Show HN: CX_DB8 - A state of the art, biasable, word-level extractive summarizer - Der_Einzige
https://github.com/Hellisotherpeople/CX_DB8
======
Der_Einzige
Hi all, I wrote this in my spare time, originally aimed at the American
Competitive Policy Debate community (though it's applicable to anyone) - some
notes.

1\. No one seems to have made anything like this (queryable, word level
extractive summarization) , and I was pissed because when I was doing
competitive debate I really wanted this tool (I spent days doing this stupud
underlining and highlighting of evidence that I'd like back).

2\. This is also equivalent to a "Semantic Search" engine. I've seriously
thought of trying to write a word2vec powered ctrl-F replacement for a web-
browser. I'm convinced that CX_DB8 is proof that this could be neat.
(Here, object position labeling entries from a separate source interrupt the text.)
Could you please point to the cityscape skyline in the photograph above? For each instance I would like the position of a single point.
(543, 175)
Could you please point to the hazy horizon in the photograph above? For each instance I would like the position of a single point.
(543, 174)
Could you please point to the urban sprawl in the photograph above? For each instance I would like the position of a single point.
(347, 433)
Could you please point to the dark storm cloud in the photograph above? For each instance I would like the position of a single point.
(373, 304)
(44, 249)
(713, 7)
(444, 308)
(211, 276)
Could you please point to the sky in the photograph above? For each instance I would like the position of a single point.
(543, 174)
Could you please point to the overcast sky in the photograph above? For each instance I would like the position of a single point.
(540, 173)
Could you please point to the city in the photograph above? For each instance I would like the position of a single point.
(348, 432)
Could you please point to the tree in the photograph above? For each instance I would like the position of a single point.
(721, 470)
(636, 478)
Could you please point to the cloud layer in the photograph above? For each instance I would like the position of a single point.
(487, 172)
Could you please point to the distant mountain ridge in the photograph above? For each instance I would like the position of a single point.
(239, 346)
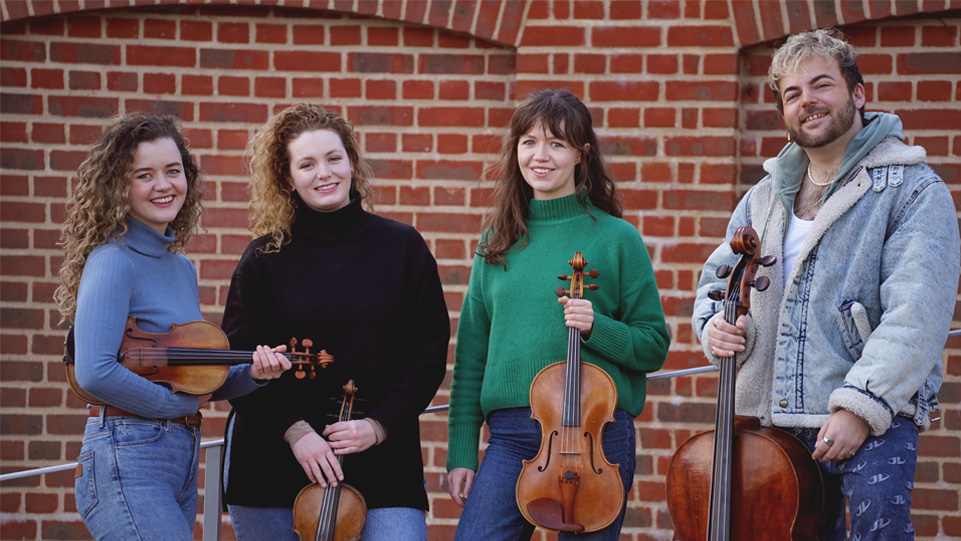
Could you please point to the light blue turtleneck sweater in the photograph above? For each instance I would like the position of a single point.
(135, 275)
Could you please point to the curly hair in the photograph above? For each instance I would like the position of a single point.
(273, 205)
(826, 44)
(100, 201)
(565, 116)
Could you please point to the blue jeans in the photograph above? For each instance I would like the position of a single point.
(276, 524)
(876, 482)
(491, 512)
(138, 479)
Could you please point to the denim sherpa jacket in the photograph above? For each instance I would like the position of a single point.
(868, 305)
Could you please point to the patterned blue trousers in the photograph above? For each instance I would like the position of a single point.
(875, 483)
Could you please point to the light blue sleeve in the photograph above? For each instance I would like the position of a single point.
(103, 304)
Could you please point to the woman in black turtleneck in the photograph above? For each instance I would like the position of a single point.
(361, 287)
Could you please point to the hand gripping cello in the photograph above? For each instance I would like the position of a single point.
(760, 483)
(570, 486)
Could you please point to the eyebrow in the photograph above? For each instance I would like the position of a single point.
(813, 80)
(171, 164)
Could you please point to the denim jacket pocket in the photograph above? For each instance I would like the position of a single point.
(85, 485)
(855, 327)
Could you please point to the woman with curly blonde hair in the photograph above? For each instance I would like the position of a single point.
(364, 288)
(135, 205)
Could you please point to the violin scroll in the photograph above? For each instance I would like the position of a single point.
(577, 280)
(305, 358)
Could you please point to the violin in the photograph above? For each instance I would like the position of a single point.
(570, 486)
(191, 358)
(758, 483)
(335, 513)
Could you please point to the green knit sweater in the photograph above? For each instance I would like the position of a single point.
(511, 324)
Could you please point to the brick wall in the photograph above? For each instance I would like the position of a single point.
(678, 94)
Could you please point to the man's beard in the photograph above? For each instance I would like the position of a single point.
(840, 124)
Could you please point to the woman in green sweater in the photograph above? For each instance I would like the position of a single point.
(554, 198)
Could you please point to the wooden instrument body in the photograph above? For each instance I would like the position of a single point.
(332, 513)
(742, 480)
(351, 509)
(775, 473)
(191, 358)
(564, 450)
(570, 486)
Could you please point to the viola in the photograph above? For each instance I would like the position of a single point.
(335, 513)
(191, 358)
(570, 486)
(742, 480)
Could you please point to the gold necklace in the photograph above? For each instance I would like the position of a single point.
(816, 183)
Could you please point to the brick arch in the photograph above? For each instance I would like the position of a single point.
(492, 20)
(759, 21)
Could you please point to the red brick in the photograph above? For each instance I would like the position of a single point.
(270, 33)
(621, 37)
(624, 91)
(46, 78)
(546, 36)
(233, 59)
(149, 55)
(160, 29)
(345, 35)
(196, 30)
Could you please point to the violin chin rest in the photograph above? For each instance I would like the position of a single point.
(547, 512)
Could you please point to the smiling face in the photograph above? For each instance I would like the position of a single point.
(818, 107)
(158, 185)
(320, 170)
(547, 162)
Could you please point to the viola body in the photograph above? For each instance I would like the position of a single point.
(777, 491)
(570, 485)
(345, 524)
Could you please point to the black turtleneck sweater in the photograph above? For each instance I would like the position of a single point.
(365, 289)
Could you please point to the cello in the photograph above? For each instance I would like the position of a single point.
(335, 513)
(191, 358)
(570, 486)
(758, 483)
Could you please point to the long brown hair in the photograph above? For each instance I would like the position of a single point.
(273, 206)
(100, 200)
(565, 116)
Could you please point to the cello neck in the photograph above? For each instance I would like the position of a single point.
(572, 389)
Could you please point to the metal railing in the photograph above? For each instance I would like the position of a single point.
(213, 507)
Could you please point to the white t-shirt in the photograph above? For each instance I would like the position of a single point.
(797, 231)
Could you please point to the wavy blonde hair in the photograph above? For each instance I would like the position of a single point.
(273, 205)
(826, 44)
(100, 201)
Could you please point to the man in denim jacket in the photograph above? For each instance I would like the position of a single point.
(844, 348)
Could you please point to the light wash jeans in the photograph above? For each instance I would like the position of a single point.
(876, 482)
(139, 479)
(491, 512)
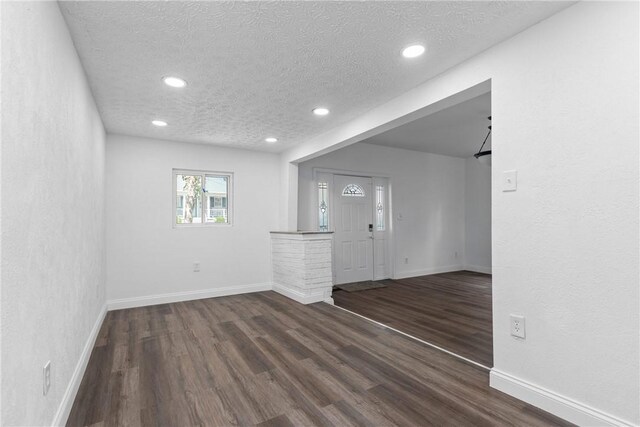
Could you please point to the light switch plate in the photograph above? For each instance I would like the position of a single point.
(509, 180)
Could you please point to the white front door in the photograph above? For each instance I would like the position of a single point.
(353, 201)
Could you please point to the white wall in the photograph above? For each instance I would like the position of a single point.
(146, 256)
(565, 245)
(52, 211)
(427, 190)
(477, 206)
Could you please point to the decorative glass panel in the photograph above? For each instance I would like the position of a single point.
(380, 207)
(353, 190)
(323, 208)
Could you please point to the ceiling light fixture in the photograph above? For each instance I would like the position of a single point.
(413, 51)
(484, 156)
(174, 81)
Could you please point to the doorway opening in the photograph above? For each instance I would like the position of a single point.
(435, 282)
(356, 209)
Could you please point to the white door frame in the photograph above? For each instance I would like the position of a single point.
(318, 172)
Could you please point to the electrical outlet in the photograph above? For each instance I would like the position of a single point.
(46, 378)
(517, 326)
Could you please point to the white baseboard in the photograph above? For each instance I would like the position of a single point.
(69, 396)
(477, 269)
(426, 272)
(561, 406)
(118, 304)
(298, 296)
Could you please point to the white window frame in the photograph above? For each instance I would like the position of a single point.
(203, 199)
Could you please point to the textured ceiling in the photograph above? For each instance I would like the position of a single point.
(455, 131)
(256, 69)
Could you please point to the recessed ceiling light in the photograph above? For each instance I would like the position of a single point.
(174, 81)
(413, 51)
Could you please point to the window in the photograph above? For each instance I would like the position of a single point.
(201, 197)
(323, 208)
(379, 207)
(353, 190)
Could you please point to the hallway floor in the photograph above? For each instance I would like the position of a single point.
(262, 359)
(450, 310)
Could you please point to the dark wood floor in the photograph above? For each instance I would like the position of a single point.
(450, 310)
(261, 359)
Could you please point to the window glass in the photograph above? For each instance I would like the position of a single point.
(379, 207)
(323, 206)
(217, 187)
(202, 198)
(189, 192)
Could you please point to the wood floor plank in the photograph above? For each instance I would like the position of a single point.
(451, 310)
(262, 359)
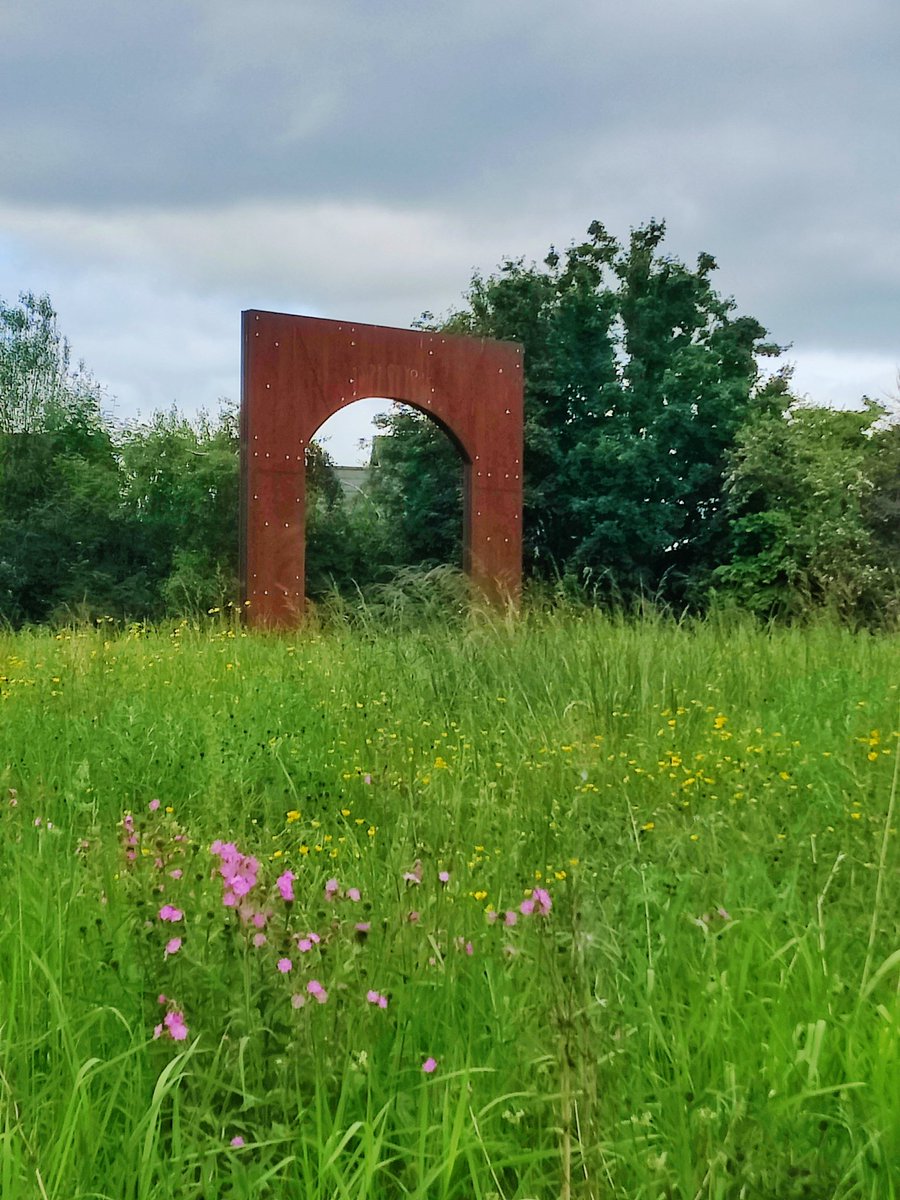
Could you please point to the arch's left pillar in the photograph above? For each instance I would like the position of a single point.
(298, 371)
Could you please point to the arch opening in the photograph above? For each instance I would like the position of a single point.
(385, 503)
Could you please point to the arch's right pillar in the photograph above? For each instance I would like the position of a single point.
(493, 544)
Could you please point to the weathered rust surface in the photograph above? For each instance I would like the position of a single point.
(298, 371)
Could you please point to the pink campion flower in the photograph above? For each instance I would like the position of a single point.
(175, 1024)
(285, 883)
(415, 875)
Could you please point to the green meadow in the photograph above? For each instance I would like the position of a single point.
(558, 906)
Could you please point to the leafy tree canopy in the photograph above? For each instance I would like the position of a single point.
(637, 377)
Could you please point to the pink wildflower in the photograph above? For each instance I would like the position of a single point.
(285, 885)
(174, 1023)
(316, 990)
(415, 875)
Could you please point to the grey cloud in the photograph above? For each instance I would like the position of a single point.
(367, 155)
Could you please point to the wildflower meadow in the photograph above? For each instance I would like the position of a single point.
(553, 906)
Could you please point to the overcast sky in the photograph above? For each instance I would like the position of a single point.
(165, 166)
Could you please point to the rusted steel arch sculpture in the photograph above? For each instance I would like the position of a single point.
(298, 371)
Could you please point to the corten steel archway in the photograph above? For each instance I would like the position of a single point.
(298, 371)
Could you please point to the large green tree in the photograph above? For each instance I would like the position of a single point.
(637, 378)
(63, 544)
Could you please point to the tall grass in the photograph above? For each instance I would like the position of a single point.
(708, 1008)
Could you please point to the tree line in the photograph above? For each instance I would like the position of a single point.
(664, 459)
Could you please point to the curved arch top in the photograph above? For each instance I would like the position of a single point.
(298, 371)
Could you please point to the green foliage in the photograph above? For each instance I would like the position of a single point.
(637, 377)
(811, 498)
(180, 483)
(64, 545)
3\. While my idea of making a tool that can make any document "say what I want
it to say" was cool, the reality is that it's kinda hard to make it look like
a document says the opposite of what it naturally says. To a word vector
model, "X is bad" and "X is good" are usually very similar, meaning that the
summaries given for each query are very similar.

4\. Is there anything I could improve? I feel like there's gotta be something
better than Cosine Similarity and mean pooling for the creation of document
vectors out of word vectors. I saw something implying that TF-IDF weighting
doesn't help - which sucks - so I'm skeptical.

Thank you to all the people who contributed the packages that makes CX_DB8
possible